Salmon and Wine

Pairing Salmon and Wine Offers A Number of Choices

I have to admit that I’ve been dreading this post more than virtually any other one. I hate Salmon. No… wait a minute. Hate isn’t strong enough a word. I despise Salmon. I loathe it more than almost any other food with the possible exception of any kind of liver, and calling liver food is a stretch. I generally dislike anything fishy which pretty much rules out fish…no big surprise there but Salmon is an especially strong, fishy fish so its near the top of the “would only eat if it was a choice between eating it and starving” list. It doesn’t matter if it is smoked, grilled, poached, baked or raw. That fish flavor is overpowering. So why the dissertation on my hatred of a food?  This is the first food and wine pairing post where I just plain didn’t like the food which makes offering my own advice on pairing wine difficult. On our other food and wine pairing posts, I rely on my intuition and tastes as well as reading what others think are good food and wine combinations. Occasionally, I disagree with the generally purveyed suggestions like I did with the Filet Mignon post. However, with Salmon, all I can do is summarize the collective wisdom of others because I am not going to eat this stuff. There’s a lot of things I’ll do for our readers but eating Salmon isn’t one of them.
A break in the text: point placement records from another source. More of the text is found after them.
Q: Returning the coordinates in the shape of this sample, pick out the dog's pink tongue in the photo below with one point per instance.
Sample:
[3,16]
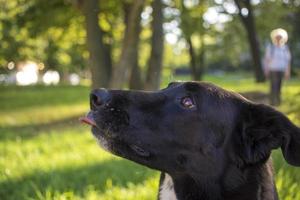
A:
[88,120]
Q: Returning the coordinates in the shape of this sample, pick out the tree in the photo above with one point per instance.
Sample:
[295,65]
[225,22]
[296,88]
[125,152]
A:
[246,15]
[99,55]
[192,23]
[157,48]
[121,72]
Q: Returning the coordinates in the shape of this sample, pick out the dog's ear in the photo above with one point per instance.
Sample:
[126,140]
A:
[263,129]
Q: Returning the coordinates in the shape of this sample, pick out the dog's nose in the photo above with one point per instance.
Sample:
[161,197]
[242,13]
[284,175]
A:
[99,97]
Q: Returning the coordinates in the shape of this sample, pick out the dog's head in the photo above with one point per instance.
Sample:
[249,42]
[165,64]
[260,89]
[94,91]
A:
[190,127]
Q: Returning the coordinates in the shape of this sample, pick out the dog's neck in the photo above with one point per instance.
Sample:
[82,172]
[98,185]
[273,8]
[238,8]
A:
[254,185]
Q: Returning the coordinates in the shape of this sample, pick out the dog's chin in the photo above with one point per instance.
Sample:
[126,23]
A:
[110,142]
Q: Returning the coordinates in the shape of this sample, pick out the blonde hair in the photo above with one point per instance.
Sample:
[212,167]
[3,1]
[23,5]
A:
[279,32]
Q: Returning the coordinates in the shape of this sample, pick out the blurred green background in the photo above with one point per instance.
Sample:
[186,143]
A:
[53,52]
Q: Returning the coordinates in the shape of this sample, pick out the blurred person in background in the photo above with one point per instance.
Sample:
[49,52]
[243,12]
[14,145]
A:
[277,63]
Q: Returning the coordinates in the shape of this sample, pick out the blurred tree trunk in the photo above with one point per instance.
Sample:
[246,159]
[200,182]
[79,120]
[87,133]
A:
[100,55]
[249,23]
[135,78]
[128,58]
[196,61]
[157,41]
[194,26]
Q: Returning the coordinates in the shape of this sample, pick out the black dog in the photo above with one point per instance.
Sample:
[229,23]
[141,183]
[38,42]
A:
[209,143]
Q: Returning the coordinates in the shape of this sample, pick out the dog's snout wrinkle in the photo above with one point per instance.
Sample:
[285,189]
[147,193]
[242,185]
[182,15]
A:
[99,97]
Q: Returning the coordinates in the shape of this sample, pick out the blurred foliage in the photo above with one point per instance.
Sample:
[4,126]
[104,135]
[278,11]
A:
[53,32]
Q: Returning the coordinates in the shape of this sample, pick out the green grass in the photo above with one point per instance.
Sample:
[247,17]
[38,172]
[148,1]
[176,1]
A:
[46,154]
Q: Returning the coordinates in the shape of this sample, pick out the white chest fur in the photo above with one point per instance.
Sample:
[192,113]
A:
[167,189]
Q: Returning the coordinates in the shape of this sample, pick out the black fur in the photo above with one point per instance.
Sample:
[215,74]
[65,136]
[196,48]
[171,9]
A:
[218,149]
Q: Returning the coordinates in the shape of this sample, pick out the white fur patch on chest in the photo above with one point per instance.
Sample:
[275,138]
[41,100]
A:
[167,191]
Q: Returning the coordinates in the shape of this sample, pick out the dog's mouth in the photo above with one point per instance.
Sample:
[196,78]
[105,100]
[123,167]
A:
[88,119]
[106,138]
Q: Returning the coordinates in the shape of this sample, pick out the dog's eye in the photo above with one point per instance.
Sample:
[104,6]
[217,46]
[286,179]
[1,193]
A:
[187,102]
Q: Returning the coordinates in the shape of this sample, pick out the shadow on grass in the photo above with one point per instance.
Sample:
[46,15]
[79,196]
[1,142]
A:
[29,131]
[76,179]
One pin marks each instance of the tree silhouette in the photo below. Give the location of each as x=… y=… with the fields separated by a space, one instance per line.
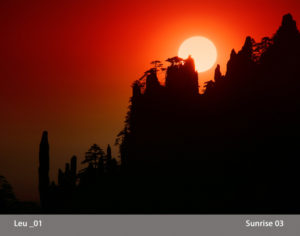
x=94 y=156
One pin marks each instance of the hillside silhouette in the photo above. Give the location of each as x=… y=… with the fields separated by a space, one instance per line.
x=232 y=149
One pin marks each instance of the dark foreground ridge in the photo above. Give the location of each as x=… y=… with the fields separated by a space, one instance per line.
x=232 y=149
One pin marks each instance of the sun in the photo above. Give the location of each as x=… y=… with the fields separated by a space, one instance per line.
x=201 y=49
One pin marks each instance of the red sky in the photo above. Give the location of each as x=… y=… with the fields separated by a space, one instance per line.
x=67 y=67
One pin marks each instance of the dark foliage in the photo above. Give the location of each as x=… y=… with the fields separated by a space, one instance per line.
x=232 y=149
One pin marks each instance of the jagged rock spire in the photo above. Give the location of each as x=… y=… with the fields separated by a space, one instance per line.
x=218 y=74
x=287 y=31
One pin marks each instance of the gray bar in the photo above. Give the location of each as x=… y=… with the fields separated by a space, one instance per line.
x=149 y=225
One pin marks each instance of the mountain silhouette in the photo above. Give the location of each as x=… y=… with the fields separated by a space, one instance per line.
x=232 y=149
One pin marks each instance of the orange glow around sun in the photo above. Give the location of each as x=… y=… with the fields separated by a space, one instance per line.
x=201 y=49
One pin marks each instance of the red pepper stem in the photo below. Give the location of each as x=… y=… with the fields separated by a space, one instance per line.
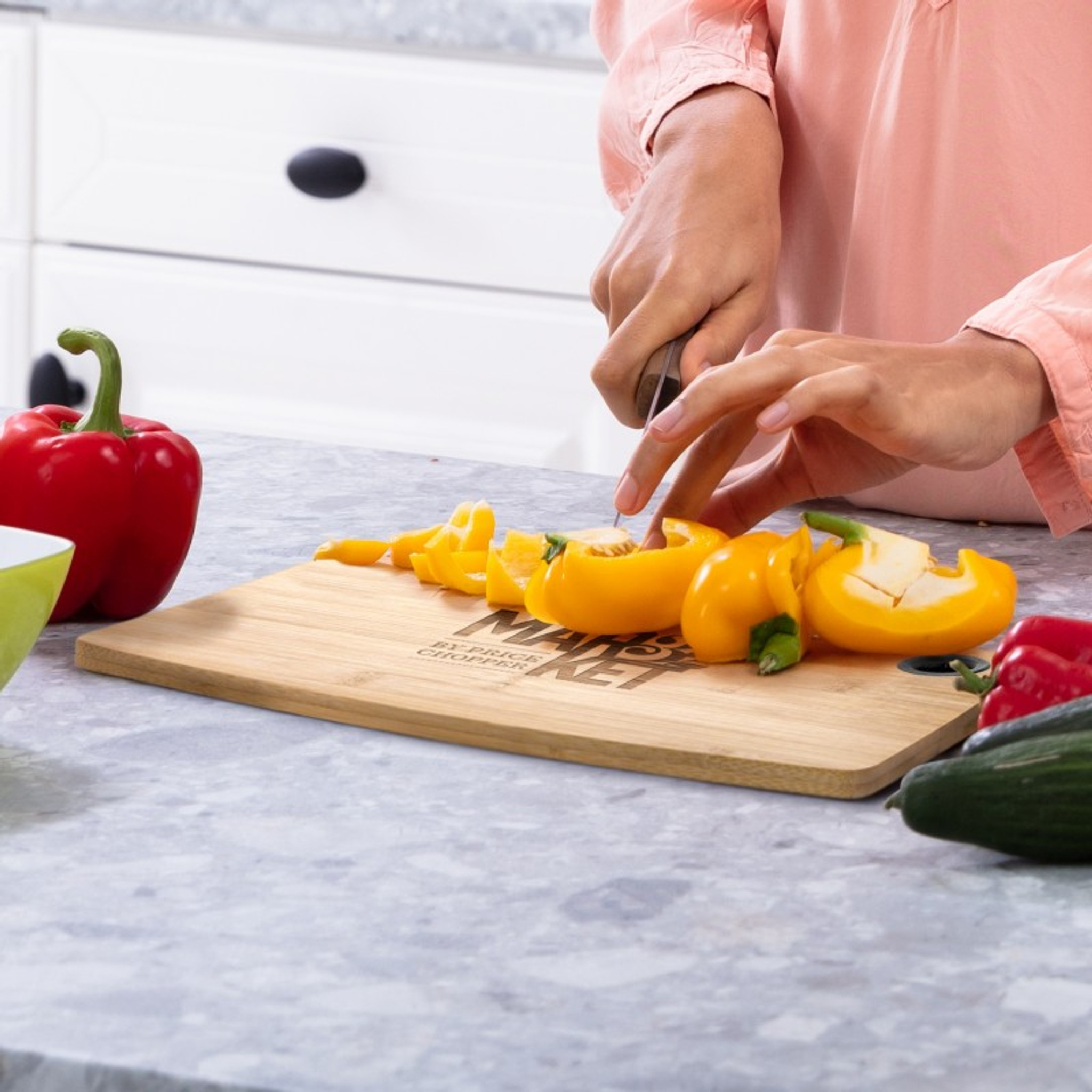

Pairing wine with Salmon does offer an intriguing array of choices. It is fish so assuming that there isn’t a sauce that you need to match, a full bodied white is one of the best accompaniments to it. Chardonnay is probably the most common to American tasters but Viognier or a white Rhone style blend of Marsanne, Roussanne, Viognier etc also would work nicely. For a little lighter style of wine look to a Pinot Gris or Pinot Grigio (same varietal but made in different areas so Pinot Grigio tends to be a little lighter and crisper). If you are a hardcore red wine fan and you want to pair a wine with salmon, look for lighter red wines like Pinot Noir or a Dolcetto. If you still want something a little stronger, a Grenache would also work because it is lighter in tannin. If you are looking for something different still, try any red wines with light tannins and you likely won’t be disappointed.